All of lore.kernel.org
 help / color / mirror / Atom feed
From: Chris Wilson <chris@chris-wilson.co.uk>
To: intel-gfx@lists.freedesktop.org
Subject: [PATCH 3/9] drm/i915/gt: Unlock engine-pm after queuing the kernel context switch
Date: Wed, 20 Nov 2019 09:32:56 +0000	[thread overview]
Message-ID: <20191120093302.3723715-3-chris@chris-wilson.co.uk> (raw)
In-Reply-To: <20191120093302.3723715-1-chris@chris-wilson.co.uk>

In commit a79ca656b648 ("drm/i915: Push the wakeref->count deferral to
the backend"), I erroneously concluded that we last modify the engine
inside __i915_request_commit() meaning that we could enable concurrent
submission for userspace as we enqueued this request. However, this
falls into a trap with other users of the engine->kernel_context waking
up and submitting their request before the idle-switch is queued, with
the result that the kernel_context is executed out-of-sequence most
likely upsetting the GPU and certainly ourselves when we try to retire
the out-of-sequence requests.

As such we need to hold onto the effective engine->kernel_context mutex
lock (via the engine pm mutex proxy) until we have finish queuing the
request to the engine.

v2: Serialise against concurrent intel_gt_retire_requests()
v3: Describe the hairy locking scheme with intel_gt_retire_requests()
for future reference.
v4: Combine timeline->lock and engine pm release; it's hairy.

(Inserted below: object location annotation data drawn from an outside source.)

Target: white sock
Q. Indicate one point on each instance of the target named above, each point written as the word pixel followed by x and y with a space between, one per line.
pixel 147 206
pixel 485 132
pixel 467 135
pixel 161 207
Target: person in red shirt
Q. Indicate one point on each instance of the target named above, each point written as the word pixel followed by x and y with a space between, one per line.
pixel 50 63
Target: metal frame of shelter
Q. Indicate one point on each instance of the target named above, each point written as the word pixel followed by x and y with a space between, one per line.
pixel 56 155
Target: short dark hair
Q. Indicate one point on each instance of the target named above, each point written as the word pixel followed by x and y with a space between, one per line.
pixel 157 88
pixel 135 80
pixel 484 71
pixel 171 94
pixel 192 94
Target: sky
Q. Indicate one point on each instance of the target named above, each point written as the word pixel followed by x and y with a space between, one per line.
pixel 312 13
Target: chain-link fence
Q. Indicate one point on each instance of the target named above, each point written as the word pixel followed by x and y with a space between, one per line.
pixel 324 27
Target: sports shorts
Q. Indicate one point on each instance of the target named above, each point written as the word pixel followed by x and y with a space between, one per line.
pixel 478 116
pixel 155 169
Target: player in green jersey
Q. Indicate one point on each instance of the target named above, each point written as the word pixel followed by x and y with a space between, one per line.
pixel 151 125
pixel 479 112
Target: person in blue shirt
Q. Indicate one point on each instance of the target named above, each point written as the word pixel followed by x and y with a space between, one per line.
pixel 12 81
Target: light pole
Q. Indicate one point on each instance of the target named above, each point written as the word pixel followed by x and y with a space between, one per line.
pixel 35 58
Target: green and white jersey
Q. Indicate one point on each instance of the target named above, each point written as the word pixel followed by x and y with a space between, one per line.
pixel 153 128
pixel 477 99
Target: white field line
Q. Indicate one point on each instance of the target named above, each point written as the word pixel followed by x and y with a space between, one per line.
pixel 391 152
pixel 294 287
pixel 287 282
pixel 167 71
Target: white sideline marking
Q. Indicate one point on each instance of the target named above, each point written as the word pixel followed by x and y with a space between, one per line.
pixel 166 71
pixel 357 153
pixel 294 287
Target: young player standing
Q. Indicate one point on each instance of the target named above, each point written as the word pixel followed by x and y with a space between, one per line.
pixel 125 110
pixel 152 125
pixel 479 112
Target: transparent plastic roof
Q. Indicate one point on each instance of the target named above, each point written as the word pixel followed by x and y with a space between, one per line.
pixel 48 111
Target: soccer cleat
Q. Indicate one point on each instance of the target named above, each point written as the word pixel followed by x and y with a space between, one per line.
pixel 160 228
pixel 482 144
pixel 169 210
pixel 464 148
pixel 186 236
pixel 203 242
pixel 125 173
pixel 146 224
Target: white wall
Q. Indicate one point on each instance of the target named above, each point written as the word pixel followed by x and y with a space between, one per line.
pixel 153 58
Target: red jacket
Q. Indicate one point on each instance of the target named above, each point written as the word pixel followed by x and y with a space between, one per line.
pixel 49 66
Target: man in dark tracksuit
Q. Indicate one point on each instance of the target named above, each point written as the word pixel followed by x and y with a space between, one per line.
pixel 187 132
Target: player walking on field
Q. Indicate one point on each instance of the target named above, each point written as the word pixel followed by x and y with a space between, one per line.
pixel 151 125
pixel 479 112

Fixes: a79ca656b648 ("drm/i915: Push the wakeref->count deferral to the backend")
Signed-off-by: Chris Wilson <chris@chris-wilson.co.uk>
Cc: Mika Kuoppala <mika.kuoppala@linux.intel.com>
Cc: Tvrtko Ursulin <tvrtko.ursulin@intel.com>
---
 drivers/gpu/drm/i915/gt/intel_engine_pm.c | 47 +++++++++++++++++++----
 1 file changed, 40 insertions(+), 7 deletions(-)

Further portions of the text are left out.